Abstract

The purpose of this study was to test the feasibility and assess outcomes of health care adherence based on whether participants engage in particular risky behaviors relevant to general health or living with human immunodeficiency virus (HIV) infection and the frequency of these adherent behaviors. Health adherent behaviors include both self-advocacy and decreased stigma as underlying key components. A randomized control trial comparing peer-led attention control support and intervention groups. Community-based women's drop-in center in an urban, black neighborhood of Boston, Massachusetts. Aging, low-income, black women living with HIV infection. Peer-led, small-group, structured writing using film clips from Women's Voices Women's Lives as a writing prompt. Demographic and outcome data that included adherence, self-advocacy, and stigma; collected at baseline, 6 weeks, and 6 months. Repeated-measures analysis of variance scores were examined between groups and waves.
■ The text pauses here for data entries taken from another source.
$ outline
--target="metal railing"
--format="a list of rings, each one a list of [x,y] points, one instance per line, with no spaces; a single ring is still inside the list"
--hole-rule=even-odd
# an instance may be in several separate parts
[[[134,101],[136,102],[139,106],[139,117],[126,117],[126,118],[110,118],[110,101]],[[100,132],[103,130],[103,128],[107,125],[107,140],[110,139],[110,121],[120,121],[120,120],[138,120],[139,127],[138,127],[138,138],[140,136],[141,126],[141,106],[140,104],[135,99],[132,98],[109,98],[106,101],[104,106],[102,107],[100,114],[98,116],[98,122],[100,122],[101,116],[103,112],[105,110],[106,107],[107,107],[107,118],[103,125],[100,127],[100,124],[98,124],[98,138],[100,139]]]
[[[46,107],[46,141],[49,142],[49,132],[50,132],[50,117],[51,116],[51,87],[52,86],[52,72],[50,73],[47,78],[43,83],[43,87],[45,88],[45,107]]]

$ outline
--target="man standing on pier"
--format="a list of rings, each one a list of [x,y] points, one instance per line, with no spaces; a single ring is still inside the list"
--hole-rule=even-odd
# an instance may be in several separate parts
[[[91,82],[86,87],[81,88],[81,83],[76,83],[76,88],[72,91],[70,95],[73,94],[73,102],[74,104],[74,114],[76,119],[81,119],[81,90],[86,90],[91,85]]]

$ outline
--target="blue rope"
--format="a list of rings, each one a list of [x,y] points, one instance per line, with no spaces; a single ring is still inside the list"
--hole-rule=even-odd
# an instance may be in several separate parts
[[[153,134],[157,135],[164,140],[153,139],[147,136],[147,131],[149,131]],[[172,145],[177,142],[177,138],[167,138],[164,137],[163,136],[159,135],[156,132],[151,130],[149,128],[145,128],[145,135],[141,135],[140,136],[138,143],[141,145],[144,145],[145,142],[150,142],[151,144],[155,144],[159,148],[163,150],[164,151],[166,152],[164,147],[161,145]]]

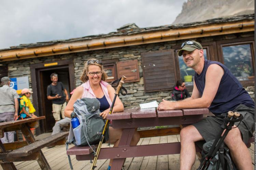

Paired-sample t-tests were used to examine mean differences across time. Sample included 110 women (intervention, n = 56; comparison, n = 54). Retention was 85.5%. Repeated-measures analysis indicated intervention group condom use (n = 69, F = 8.02, df = 1, p < .01) and safe sex (n = 71, F = 13.02, df = 1, p < .01) was higher than that of comparison group. A time effect was also found in the Silencing the Self Scale (n = 91, Pillai's trace = 7.21, df = 2, p < .01). This study demonstrates the feasibility of a tailored, peer-led, and culturally relevant interventions and tentative efficacy in populations affected by health disparities. Key limitations include no comparison intervention format with women who can't write and the need to test generalizability.